In Afghanistan, he said, suicide attacks and explosions by armed groups "now cause more civilian casualties than any other tactic, representing 44 percent of the total civilian casualties in 2009, or 1,054 people killed." Aerial attacks by US and other international military forces caused 359 civilian deaths last year, he said.

"Suicide bombings elsewhere are also increasing," he said, citing this month's pair of suicide bombings that killed 42 people at a famed Sufi shrine in Lahore, Pakistan.

While the council has taken some actions, Holmes said, "I fear all too little has changed for the better on the ground in recent years."

He stressed that every armed conflict in the world today involves one or more armed groups that are not linked to the government.

To enhance protection of civilians and reduce human suffering, he said, contact with these armed groups is essential to enable humanitarian aid to be delivered and to try to influence their behavior and improve their compliance with international humanitarian and human rights laws.

Holmes urged the Security Council and the 192 UN member states to promote such engagement and not criminalize contacts.

He also expressed concern about the protection of civilians and refugees in Chad after U.N. peacekeepers pull out by the end of the year. He called the humanitarian situation in eastern Congo's Kivu provinces "alarming," and he said in nearby Orientale Province, an average of 102 civilians are murdered every month and over 300 have been abducted by the Lord's Resistance Army since December, including 125 children.

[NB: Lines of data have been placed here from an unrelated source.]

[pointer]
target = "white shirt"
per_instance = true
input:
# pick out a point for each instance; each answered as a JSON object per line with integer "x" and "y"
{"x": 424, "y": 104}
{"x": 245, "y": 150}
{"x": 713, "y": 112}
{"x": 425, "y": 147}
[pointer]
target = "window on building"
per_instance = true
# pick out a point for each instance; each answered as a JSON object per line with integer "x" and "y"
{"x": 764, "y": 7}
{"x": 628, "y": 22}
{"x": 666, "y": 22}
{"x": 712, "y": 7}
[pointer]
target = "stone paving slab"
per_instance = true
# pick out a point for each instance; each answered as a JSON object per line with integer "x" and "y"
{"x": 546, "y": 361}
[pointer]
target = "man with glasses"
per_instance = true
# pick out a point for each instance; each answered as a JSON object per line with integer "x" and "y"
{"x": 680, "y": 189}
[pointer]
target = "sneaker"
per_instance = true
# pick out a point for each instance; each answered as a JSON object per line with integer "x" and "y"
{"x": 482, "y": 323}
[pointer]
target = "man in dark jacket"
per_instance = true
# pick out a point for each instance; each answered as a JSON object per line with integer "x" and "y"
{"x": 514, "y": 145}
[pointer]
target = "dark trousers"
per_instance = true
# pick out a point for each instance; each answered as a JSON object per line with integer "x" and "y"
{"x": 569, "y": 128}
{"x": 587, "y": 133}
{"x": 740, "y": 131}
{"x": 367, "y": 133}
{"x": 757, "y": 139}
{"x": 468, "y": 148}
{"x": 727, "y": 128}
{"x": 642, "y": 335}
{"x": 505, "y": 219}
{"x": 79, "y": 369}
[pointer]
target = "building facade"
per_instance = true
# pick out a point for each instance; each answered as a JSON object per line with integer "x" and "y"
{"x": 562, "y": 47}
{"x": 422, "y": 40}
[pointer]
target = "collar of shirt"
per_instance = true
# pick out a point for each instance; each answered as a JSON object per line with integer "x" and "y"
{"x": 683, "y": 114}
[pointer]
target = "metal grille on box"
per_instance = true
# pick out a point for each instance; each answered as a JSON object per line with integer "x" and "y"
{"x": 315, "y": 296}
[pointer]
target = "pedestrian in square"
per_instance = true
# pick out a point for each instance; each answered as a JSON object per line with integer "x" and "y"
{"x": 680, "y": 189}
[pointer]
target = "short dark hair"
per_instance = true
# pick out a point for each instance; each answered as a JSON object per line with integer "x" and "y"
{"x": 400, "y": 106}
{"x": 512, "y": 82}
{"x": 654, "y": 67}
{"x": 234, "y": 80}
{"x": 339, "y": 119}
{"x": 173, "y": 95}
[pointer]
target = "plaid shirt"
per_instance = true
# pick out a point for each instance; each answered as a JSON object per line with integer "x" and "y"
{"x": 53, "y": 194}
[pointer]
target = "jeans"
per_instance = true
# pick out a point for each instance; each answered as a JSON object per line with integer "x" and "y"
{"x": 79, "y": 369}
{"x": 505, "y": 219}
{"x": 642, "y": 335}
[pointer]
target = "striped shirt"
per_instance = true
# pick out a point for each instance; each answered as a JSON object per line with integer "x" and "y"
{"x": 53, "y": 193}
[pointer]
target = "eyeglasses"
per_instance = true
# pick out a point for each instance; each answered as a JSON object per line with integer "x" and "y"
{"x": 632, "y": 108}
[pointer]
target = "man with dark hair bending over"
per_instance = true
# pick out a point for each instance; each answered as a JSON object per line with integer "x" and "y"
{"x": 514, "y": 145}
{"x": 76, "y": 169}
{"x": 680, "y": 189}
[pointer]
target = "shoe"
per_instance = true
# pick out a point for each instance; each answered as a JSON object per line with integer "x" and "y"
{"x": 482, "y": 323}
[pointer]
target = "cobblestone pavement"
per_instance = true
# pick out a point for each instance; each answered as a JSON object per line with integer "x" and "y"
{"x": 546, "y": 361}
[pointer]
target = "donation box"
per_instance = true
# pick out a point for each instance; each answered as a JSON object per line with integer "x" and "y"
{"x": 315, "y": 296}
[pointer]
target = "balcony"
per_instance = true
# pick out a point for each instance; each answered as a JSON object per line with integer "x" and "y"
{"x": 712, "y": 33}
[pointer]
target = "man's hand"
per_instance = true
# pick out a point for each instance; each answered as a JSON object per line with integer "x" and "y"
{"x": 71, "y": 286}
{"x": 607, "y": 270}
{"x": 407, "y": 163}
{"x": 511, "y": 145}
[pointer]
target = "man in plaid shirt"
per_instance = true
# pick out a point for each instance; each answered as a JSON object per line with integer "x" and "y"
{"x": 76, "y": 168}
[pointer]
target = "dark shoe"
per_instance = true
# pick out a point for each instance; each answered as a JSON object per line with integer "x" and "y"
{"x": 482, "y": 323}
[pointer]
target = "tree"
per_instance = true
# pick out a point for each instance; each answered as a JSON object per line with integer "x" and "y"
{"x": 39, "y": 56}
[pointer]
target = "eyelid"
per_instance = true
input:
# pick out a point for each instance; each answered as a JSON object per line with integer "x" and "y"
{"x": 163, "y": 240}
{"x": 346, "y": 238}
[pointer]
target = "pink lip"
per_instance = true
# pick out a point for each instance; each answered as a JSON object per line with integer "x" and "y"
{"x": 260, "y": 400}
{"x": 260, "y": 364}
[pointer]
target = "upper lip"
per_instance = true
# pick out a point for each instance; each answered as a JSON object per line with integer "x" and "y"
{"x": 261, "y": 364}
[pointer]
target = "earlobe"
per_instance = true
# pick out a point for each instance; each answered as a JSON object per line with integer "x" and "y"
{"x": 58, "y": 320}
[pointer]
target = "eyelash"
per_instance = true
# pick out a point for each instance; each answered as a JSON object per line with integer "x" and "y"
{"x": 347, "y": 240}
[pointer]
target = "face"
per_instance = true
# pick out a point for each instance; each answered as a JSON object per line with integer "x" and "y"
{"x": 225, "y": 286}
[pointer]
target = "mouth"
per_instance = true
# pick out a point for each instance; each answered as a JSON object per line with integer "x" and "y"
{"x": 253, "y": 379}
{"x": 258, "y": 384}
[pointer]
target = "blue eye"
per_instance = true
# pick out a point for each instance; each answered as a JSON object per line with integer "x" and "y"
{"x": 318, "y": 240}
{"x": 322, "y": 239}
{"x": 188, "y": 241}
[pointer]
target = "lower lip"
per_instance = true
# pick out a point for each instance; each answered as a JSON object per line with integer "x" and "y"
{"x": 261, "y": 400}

U.N. High Commissioner for Human Rights Navi Pillay said the council has long recognized that peace can't be achieved without redressing grievances, ending impunity and protecting human rights.

She called for greater efforts to ensure that perpetrators of violence against civilians are brought to justice. She also called for an independent international inquiry into the Kyrgyzstan violence, said Afghanistan's laws aimed at protecting women's rights "remain largely unimplemented," and urged the council "to take appropriate action" to ensure that Israel lifts its blockade of Gaza.